L’Obs, 20 avril 2023, par Anne Crignon
L’exil intérieur
Dans la cafétéria d’un centre d’art, un homme vient s’asseoir chaque jour, et chaque jour il est plus seul. Il pourrait ne pas l’être (il y a du monde autour) mais sa solitude est intérieure. Ce sentiment d’exil, aucune amitié, aucune conversation ne saurait le briser. Ceux qui portent en eux cette forme de la mélancolie en ont dès l’enfance donné à voir les prémices. À cinq ans, le narrateur de cette étrange affaire se cache sous les bancs des préaux pour observer sans être vu. Plus grand, il passe ses journées dans les pages de ses livres. Des années se sont écoulées.

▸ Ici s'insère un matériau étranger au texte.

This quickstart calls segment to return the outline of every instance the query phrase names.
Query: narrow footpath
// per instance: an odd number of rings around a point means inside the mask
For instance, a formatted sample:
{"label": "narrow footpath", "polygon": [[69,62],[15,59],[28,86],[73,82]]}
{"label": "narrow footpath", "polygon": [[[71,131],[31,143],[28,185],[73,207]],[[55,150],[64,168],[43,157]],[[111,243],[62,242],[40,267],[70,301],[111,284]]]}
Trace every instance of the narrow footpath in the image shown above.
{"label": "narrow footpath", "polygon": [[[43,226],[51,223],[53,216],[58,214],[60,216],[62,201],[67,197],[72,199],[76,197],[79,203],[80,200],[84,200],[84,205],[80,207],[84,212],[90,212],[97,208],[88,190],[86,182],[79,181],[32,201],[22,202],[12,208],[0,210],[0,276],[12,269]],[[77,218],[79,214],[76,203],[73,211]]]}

Le sentiment de décalage a laissé place au déphasage selon la loi qui veut que tout ce qu’on ne résout pas s’aggrave. Le narrateur, qui ressemble de plus en plus à M. Cousin dans Gros-Câlin d’Émile Ajar, converse avec lui-même. Dans son esprit, il y a celui qui parle et celui qui écoute. Il les appelle « les deux dormeurs ». Son esprit fatigue car jamais ne fait relâche – ainsi sont les intranquilles. La serveuse qui porte si bien les tee-shirts à rayures le fascine et l’émeut mais il ne lui parlera pas. Se croire seul, c’est bâtir un mur invisible entre soi et les autres.